Boxer factory was intended as the main selling point of the game, a feature which allows players to use either the xbox live vision camera or the Facebreaker website, to import a picture which would then be integrated into the game to create an unique fighter. There are a decent range of options in this fighter creation (with regards to hairstyles and clothing) however the actual act of taking the picture is fairly clumsy. A front and side view of the face is required, after which the player must manually adjust the placement of a number of dots (e.g left eye, chin) after which the game will generate a face for your custom boxer. Unfortunately in my experience the game frequently stops this process with a vague instruction to reposition the face markers, and when the process does work correctly it usually takes an interminable 20 minutes at minimum, while the results are underwhelming at best. The real draw for this feature is probably in creating celebrities and uploading them, or downloading other player's creations, which at some point may well have been enjoyable but in the present day personifies one of Facebreaker's main issues.
As EA insists on using it's own servers for the online services in it's games, there no longer exists any online component in Facebreaker. As of February 2010, EA sports rescinded online support for Facebreaker and as such all online functionality is inaccessible. Obviously this means that there is no online multiplayer, however it also means that players can no longer upload/download boxers, download pictures from the EA servers or upload replays. My personal peeve about games which in one way or another have unattainable achievements (which is the case in a number of online enabled achievements here) aside, the fact that this entire issue goes unexplained in the game itself (other than a message stating that you have lost your connection to the EA servers which, confusingly, leaves responsibility for the issue on the players shoulders) is irritating and shows a real lack of respect for the player, who should not be expected to figure this out.
Surprisingly, this online snafu is not the games greatest shortcoming, it is the punishing difficulty which takes that honor. The learning curve here is stupendously steep, partly due to the fact that the game offers absolutely no kind of tutorial - opting instead to provide a few basic controller layout diagrams and a few lines explaining that a trigger blocks and to parry hold a face button, and partly due to indomitable ai. Even at the lowest difficulty setting, I struggled to progress through brawl for it all mode. The first two fights (which the first belt consists of) were actually pretty breezy, however as of the second belt's opponents the difficulty ramped up considerably to the point where I could not progress past the second title fight (which is the fifth opponent). This difficulty is confounded by the fact that after 3 consecutive losses, you are forced to re fight the previous opponent before you can progress, most likely causing you to forget all of the strategy you were working on in the first place by the time you regain your progress.

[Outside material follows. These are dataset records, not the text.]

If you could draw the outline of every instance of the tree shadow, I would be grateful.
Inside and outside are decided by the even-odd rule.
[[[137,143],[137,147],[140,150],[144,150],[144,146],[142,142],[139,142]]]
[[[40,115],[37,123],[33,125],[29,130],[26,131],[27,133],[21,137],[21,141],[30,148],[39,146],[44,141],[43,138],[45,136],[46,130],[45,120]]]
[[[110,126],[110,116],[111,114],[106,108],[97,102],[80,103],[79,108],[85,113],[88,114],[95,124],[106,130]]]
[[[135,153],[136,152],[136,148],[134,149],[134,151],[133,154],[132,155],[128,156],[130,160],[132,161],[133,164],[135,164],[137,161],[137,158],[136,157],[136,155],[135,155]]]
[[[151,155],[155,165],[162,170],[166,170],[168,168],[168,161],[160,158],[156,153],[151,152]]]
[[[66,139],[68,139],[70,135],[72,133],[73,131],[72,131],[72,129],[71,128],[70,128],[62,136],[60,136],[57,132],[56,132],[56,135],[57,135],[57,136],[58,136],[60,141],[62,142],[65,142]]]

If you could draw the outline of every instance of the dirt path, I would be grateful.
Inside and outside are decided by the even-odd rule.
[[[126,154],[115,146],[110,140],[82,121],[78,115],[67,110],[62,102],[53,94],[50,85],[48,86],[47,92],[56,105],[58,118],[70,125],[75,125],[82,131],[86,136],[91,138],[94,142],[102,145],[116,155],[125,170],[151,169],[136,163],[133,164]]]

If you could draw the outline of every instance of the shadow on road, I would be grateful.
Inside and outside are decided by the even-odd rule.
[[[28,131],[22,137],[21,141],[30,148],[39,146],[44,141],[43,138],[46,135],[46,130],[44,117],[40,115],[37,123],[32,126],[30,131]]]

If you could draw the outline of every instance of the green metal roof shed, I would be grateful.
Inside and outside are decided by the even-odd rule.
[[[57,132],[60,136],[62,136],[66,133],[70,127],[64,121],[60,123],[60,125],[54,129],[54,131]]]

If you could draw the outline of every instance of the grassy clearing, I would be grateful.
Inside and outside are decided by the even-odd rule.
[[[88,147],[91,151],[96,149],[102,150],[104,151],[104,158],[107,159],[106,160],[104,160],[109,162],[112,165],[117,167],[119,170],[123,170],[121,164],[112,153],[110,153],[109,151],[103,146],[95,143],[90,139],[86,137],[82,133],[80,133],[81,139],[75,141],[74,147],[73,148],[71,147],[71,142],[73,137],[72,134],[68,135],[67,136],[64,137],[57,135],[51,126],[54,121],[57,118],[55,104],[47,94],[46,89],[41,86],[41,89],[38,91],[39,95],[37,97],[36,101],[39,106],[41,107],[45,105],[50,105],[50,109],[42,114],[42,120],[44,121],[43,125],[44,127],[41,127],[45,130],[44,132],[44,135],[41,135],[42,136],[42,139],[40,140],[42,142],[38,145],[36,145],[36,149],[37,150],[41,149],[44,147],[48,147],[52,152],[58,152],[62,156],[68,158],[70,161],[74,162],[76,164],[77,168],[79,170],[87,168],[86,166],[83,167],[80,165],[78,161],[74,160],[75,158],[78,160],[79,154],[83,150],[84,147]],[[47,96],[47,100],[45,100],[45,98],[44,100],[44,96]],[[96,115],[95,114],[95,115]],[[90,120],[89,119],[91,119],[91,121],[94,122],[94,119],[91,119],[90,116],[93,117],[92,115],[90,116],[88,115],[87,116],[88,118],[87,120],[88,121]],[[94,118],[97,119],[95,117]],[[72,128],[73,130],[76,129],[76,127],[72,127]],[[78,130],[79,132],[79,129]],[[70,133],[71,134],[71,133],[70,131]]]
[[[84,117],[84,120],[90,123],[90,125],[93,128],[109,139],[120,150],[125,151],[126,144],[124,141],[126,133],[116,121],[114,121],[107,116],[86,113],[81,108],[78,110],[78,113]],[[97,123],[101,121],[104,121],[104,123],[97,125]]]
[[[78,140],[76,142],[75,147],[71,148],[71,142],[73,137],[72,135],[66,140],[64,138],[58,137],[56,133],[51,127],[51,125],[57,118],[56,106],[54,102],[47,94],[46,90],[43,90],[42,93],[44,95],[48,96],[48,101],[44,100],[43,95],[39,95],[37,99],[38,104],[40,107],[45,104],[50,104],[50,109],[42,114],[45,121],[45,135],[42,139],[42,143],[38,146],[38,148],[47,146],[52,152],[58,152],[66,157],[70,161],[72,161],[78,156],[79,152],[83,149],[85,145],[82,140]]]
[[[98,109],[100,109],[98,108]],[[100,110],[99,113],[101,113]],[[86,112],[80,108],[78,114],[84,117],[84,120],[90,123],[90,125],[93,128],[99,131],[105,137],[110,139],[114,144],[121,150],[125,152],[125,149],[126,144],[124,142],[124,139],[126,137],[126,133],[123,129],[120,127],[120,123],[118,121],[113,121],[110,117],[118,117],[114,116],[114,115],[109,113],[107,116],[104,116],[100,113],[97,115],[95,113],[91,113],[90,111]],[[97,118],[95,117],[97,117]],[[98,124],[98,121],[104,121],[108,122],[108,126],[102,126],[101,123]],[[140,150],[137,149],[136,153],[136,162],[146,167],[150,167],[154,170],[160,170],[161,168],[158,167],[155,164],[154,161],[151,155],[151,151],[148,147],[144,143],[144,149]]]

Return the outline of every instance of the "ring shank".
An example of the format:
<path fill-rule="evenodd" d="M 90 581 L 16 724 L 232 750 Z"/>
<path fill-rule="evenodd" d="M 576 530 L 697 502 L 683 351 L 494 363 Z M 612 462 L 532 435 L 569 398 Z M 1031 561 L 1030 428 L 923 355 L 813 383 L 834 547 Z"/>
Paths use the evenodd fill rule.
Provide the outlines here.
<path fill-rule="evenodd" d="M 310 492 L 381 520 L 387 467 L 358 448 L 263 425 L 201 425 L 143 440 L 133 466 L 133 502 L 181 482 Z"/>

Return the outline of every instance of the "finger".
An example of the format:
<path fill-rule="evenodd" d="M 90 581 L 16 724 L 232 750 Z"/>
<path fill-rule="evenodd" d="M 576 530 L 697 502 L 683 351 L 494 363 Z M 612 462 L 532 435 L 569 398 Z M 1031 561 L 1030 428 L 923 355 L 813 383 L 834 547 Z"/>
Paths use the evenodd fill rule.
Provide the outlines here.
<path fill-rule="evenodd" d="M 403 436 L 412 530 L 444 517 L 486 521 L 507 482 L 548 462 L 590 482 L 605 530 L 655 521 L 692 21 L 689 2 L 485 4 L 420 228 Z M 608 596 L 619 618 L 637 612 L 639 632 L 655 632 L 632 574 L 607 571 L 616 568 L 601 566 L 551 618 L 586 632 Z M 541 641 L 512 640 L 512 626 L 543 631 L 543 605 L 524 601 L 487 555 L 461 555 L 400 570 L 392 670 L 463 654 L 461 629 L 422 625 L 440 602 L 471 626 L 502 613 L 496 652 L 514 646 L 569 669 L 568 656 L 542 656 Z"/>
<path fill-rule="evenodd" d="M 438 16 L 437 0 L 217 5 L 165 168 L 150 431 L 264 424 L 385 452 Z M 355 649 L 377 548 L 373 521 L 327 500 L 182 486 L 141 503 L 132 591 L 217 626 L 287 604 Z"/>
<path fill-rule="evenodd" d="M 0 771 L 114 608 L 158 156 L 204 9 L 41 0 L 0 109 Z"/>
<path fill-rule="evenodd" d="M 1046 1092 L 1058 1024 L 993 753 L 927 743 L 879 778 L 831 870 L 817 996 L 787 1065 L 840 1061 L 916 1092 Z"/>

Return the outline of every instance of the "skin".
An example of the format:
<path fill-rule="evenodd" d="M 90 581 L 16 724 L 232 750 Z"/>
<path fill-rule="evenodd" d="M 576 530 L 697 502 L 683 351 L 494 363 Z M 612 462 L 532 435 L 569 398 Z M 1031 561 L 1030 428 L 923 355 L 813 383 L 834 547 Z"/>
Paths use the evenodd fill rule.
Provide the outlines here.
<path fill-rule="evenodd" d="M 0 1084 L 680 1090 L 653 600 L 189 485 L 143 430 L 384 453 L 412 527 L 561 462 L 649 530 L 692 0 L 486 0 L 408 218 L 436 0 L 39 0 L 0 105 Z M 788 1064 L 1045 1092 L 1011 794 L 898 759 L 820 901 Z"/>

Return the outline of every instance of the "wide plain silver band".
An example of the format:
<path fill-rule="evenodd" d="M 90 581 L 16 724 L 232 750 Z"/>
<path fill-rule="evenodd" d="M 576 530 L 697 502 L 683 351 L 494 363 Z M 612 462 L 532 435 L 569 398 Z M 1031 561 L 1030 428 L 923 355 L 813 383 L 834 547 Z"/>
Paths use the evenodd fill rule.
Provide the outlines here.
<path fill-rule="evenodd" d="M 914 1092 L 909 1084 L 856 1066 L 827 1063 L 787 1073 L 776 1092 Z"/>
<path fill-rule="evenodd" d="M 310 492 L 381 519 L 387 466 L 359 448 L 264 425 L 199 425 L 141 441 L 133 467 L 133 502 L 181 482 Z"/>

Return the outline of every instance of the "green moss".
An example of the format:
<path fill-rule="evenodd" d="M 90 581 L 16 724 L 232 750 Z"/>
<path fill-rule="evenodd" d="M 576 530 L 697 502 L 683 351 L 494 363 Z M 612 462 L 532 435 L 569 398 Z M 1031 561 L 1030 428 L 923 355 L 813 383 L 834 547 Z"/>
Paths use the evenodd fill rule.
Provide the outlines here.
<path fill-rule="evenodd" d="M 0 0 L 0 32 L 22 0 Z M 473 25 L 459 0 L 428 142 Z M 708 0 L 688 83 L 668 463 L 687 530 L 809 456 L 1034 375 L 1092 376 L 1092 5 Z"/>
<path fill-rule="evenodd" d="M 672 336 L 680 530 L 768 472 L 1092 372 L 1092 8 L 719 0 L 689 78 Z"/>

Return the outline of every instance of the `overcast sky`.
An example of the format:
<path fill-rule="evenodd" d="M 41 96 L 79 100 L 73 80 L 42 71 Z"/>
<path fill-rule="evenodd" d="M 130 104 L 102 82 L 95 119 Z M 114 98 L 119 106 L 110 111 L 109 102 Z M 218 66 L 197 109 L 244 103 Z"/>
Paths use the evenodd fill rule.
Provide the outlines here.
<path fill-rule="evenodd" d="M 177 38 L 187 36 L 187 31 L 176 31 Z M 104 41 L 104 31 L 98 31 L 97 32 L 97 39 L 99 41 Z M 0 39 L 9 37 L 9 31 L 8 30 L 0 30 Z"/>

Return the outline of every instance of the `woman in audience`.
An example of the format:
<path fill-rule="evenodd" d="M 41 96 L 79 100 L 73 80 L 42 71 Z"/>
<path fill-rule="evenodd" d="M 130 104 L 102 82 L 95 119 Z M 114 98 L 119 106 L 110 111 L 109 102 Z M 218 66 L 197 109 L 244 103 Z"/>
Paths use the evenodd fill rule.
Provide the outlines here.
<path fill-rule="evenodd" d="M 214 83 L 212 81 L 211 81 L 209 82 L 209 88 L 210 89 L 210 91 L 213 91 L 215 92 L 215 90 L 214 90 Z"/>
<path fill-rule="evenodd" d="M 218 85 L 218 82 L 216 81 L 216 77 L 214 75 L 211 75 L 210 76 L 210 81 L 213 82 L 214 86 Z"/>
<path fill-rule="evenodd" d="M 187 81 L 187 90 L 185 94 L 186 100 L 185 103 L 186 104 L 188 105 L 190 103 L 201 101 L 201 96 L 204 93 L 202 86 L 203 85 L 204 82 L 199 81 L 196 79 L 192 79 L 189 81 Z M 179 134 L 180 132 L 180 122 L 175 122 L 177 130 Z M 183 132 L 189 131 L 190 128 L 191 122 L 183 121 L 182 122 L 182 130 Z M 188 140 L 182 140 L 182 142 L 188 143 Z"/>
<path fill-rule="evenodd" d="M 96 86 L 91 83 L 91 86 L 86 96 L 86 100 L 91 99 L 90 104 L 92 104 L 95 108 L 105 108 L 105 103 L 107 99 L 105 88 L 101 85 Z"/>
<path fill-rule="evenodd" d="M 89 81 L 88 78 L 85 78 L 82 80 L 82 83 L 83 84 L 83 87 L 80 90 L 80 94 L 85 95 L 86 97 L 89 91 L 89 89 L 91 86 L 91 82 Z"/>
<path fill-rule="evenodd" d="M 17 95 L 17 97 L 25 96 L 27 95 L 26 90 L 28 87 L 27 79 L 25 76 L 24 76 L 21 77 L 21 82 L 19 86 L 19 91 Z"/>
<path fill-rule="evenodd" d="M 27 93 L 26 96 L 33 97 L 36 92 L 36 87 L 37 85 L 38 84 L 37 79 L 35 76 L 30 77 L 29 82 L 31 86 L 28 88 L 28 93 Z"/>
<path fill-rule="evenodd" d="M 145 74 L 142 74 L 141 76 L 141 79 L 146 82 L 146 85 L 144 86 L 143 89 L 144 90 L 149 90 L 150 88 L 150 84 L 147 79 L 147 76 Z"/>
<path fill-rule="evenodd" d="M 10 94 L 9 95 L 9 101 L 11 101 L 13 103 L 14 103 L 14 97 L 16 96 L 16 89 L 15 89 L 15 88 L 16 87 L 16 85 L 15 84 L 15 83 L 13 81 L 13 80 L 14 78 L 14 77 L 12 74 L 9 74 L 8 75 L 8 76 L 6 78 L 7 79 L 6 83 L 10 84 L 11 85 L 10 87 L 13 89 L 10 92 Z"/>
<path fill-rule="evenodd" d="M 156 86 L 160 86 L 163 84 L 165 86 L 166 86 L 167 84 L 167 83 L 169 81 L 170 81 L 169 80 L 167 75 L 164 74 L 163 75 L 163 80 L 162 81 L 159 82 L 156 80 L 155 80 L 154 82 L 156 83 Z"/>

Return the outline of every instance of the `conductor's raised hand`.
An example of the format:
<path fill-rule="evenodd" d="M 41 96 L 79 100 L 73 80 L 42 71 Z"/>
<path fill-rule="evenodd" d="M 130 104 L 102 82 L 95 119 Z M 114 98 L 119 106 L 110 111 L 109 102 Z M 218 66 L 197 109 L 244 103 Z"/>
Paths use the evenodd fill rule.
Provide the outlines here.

The controls themselves also cause problems, parrying requires holding the corresponding punch button (of which there are two, low and high) which means that countering varying flurries of punches is difficult due to the delay, and often the ai will parry your parry, resulting in a dizzying ballet which the human player will invariably lose. Blocking attacks is also fairly useless, as without any form of stamina meter, your opponent can unleash an unrelenting combo and considering that a long enough combo will activate a "facebreaker" (a special move which results in an instant victory) blocking becomes moot very quickly. While there is a satisfying selection of boxers to choose from, the gameplay implications are largely perfunctory with large boxers hitting slightly slower yet harder and vice versa. Special moves are available, but are usually a pretty standard haymaker heavy attack across all characters, although some fighters are capable of a frustrating and ridiculous ranged fireball attack. A number of "breaker" moves are activated across bouts, usually a fairly bombastic uppercutting of one player into the air and these are enjoyable for their ostentation at least.
Local player matches can be enjoyable, since the unrelenting ai will be removed from the equation but they will most likely descend into an orgy of button mashing mayhem which while fun for a time, will quickly become tiresome.
For these reasons, the game becomes borderline unplayable, and considering that difficulty has been a universal criticism, I am not at fault for a lack of ability. Currently, Facebreaker is a bargain bin title which may be alluring and it is true that there is some fun to be had amongst it's many shortcomings. However, even at a knockdown price, Facebreaker remains a frustrating experience which won't deliver the nuance of fight night or the levity of Marvel vs Capcom. With it's already inherent flaws, coupled with stripped down functionality this is a game which unequivocally deserves to stagnate at the bottom of a bargain bin somewhere, unwanted and out for the count.